There are three types of rewritable MO media for Pioneer drives: 654MB (ISO
10089 Format B), 1.7GB and 2.2GB.
- ... and of course the Canon 500MB disks.
On Tue, 27 Feb 2001 Jeff Hellige wrote:
>> Pinnacle called their drive the REO-650 and in a dual configuration it
>> was called an REO-1300. Since I also have an REO-650 and have
>> looked inside, I can verify that on the early models, this was the actual
>> hardware. Obviously, both the S501 and the REO-650 use the
>> identical media.
>
> I took a look at the Pinnacle drive today and it is a
> Pinnacle Micro Sierra Optical Hard Drive with a 1.3gig capacity on
> 5-1/4" removable media. Supposedly it is a double-sided cartridge
> capable of holding 650Mb per side. It appears to be a standard SCSI
> drive, but unfortunately I do not have any of the disks for it.

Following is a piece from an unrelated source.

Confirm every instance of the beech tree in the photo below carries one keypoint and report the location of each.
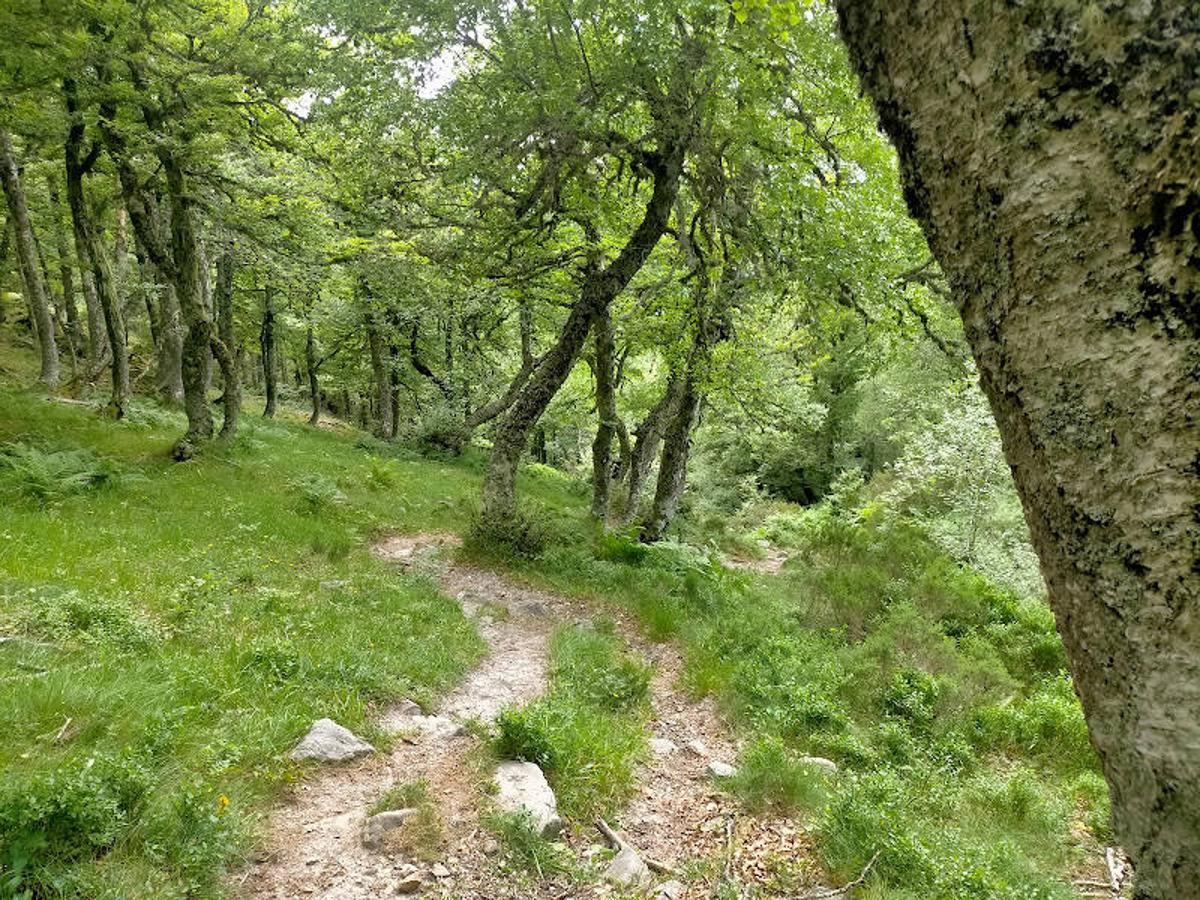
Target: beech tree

The Sierra is a very nice drive, at least going from the specs; I haven't used
one. Perhaps the fastest 1.3GB MO drive: spins at 4500rpm, average seek time
19ms, 4MB cache memory.
You can use any 1x (600MB, 650MB) or 2x (1.2GB, 1.3GB) MO disks with it. These
can often be found on eBay for a couple of dollars each. 1.2 or 1.3GB disks
will give faster data transfer than 600 or 650MB ones.